European and International Financial Institutions to Invest $10 Billion in the Middle Corridor
Author: Toghrul Ali
Feb 1, 2024
The Global Gateway Investors Forum for EU-Central Asia Transport Connectivity convened January 29-30 in Brussels, uniting high-level representatives, financial institutions, and the private sector from the European Union Member States, Central Asia, South Caucasus, and Türkiye. On the first day of the event, European Commission (EC) Executive Vice President Valdis Dombrovskis announced that European and international financial institutions have pledged to invest €10 billion (approximately $10.8 billion) to develop sustainable transport connectivity in Central Asia. The pledged investment is expected to be allocated towards the development of the Middle Corridor, also known as the Trans-Caspian International Route (TITR). The ongoing conflict in Ukraine has spurred the EU to explore alternative trade routes that bypass Russia, amplifying the significance of the Middle Corridor. To fully optimize its potential, further infrastructure improvements are imperative. The pledged investments from European institutions present an historic opportunity to realize this vision.
The Middle Corridor is a multimodal land and sea transport corridor, helping products move from as far east as China to Europe through Kazakhstan, Uzbekistan, Turkmenistan, Azerbaijan, Türkiye, and across the Black and Caspian Seas. Historically, Europe has relied on the Northern Corridor, a route that transports products from China, through Russia, to European consumer markets. With its total length 2,000 kilometers shorter than Russia’s Northern Corridor, the Middle Corridor has the potential to become a viable alternative by shortening the transport duration to 15 days.
As a part of the €10 billion investment package, several important memoranda of understanding (MoU) were signed between European financial institutions and Central Asian governments. The European Investment Bank (EIB) signed MoUs with Kazakhstan, Kyrgyzstan, Uzbekistan, and the Development Bank of Kazakhstan to invest €1.47 billion (approximately $1.6 billion) to develop transport connectivity between Europe and Central Asia. Similarly, the European Bank for Reconstruction and Development (EBRD) signed a MoU with Kazakhstan to invest €1.5 billion in ongoing connectivity projects. The EU is also planning to provide twinning and technical assistance to Central Asian countries in developing the route. According to EC’s Vice President Margaritis Schinas, “Senior resident twinning advisors from our EU Member States will be assigned to all Central Asian countries,” along with a coordination platform that will monitor the progress.

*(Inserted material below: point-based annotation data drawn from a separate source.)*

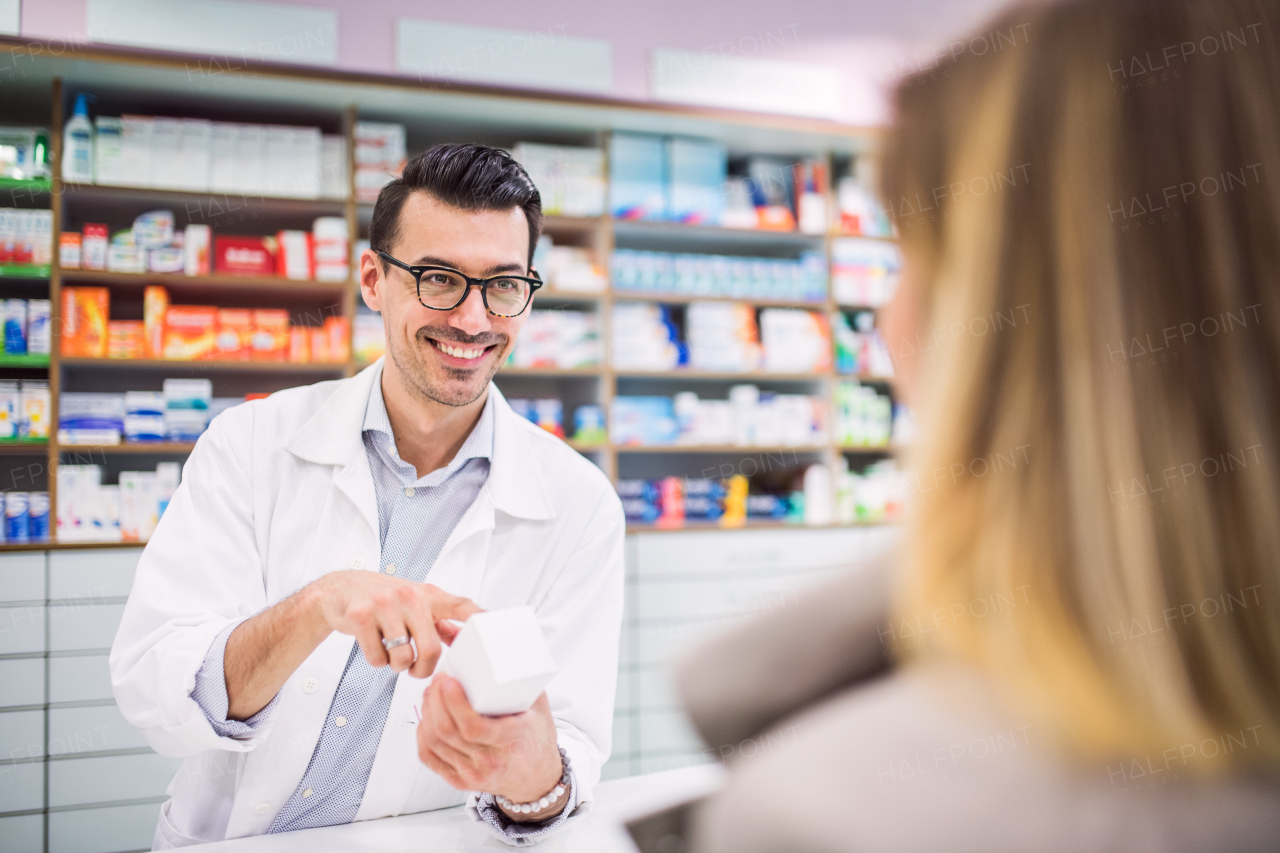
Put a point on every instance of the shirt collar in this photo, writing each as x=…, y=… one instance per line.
x=478, y=445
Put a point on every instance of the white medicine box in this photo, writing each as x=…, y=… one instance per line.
x=502, y=660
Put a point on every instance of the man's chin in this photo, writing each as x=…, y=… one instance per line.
x=455, y=386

Over the past years, the EU has noticeably increased its cooperation with the region. The European bloc remains the largest source of foreign direct investments (FDI) in the region, in addition to being the second largest trading partner of Central Asian countries. In his remarks, Dombrovskis stressed that the EU remains a “strong, committed and reliable partner” for Central Asia. He mentioned that transport connectivity plays a central role in the EU-Central Asia partnership. To this end, it was emphasized that the long-term objective is to transform the Middle Corridor into a “multimodal, competitive, sustainable, smart and fast route to link our two regions in 15 days or less.”

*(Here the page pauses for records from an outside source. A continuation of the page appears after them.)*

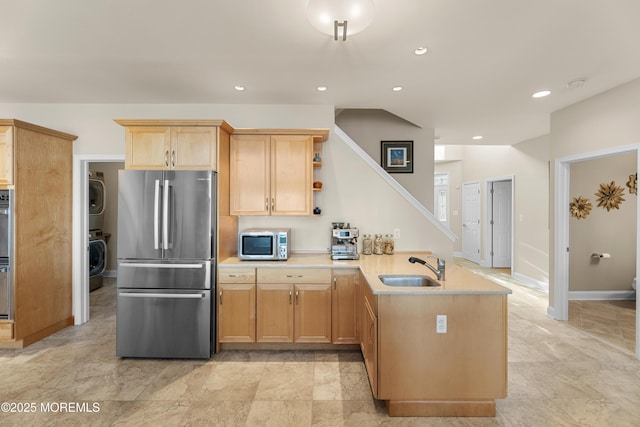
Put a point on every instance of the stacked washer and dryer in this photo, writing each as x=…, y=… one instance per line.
x=97, y=237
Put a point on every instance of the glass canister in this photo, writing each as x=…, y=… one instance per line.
x=388, y=244
x=367, y=245
x=378, y=245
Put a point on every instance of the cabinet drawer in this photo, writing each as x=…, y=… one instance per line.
x=294, y=275
x=237, y=275
x=6, y=331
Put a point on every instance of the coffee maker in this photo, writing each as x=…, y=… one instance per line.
x=344, y=241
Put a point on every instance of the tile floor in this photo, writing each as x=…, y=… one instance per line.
x=558, y=376
x=611, y=321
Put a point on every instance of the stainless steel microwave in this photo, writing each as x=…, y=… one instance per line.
x=268, y=244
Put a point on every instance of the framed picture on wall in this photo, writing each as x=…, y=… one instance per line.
x=397, y=156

Increased attention to the Middle Corridor has also brought attention to some of the challenges the route currently faces. According to Kazakhstan’s Minister of Transportation, Marat Karabayev, the volume of cargo transportation via the Middle Corridor reached 2.8 million tons by the end of 2023, up from 1.5 million tons in the previous year. Given its currently limited capacity, further infrastructure and other developments are necessary to prevent bottlenecks along the route. Improvements in customs procedures, cargo and port capacity, security, and streamlining are needed to optimize the effectiveness of the Middle Corridor. Plans call for increasing the volumes of cargo transiting the Middle Corridor to 11 million tons annually by 2030. Investments from outside key actors such as the EU can provide the necessary capital, as well as the technical know-how to realize these goals.

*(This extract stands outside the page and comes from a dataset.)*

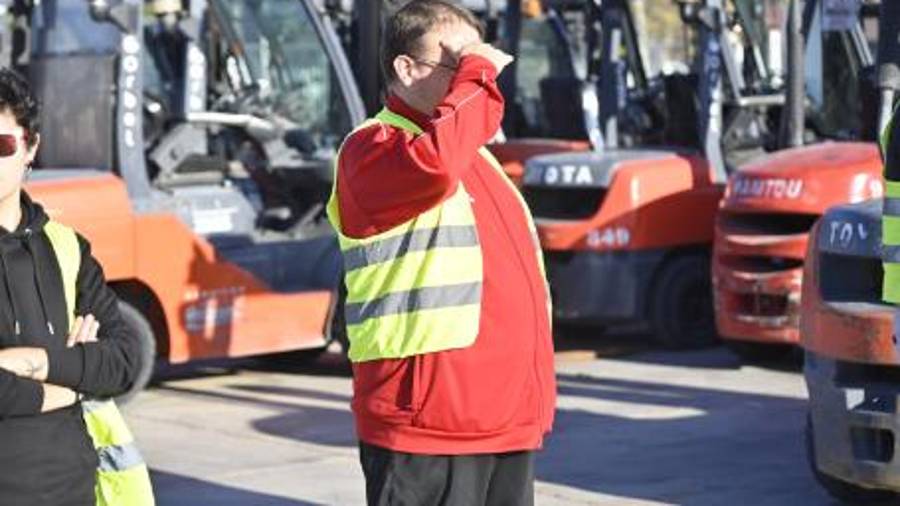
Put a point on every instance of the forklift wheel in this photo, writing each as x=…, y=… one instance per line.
x=681, y=307
x=841, y=490
x=144, y=332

Commenting on the Forum’s outcomes and future trajectory of the investments pledged, member of the Caspian Policy Center’s (CPC) Board of Directors and former U.S. Ambassador to Tajikistan and to Kazakhstan, Richard Hoagland, described the EU’s willingness to invest in the region as a “truly positive, even historic development.” Hoagland emphasized the importance of establishing some form of coordination, even if temporary or ad hoc, to coordinate the allocation of funds from various banking sources. “Otherwise, there is a danger that ‘special interests’ that are rampant in the region will press hard for projects that might benefit the few but that would not necessarily grow the Middle Corridor,” he added.
The Investors Forum was an important testament to the EU’s relations not only with Central Asia, but also with the whole Caspian region. When asked about the significance of the Forum, member of the CPC Board of Directors and former British Ambassador to Kazakhstan, David Moran, said: “The Investors Forum commitments will inject new momentum into the development of regional transport connectivity...the interest of private investors is clear - there are plenty of challenges and obstacles to overcome, but the Forum's outcomes mark a promising start to 2024.”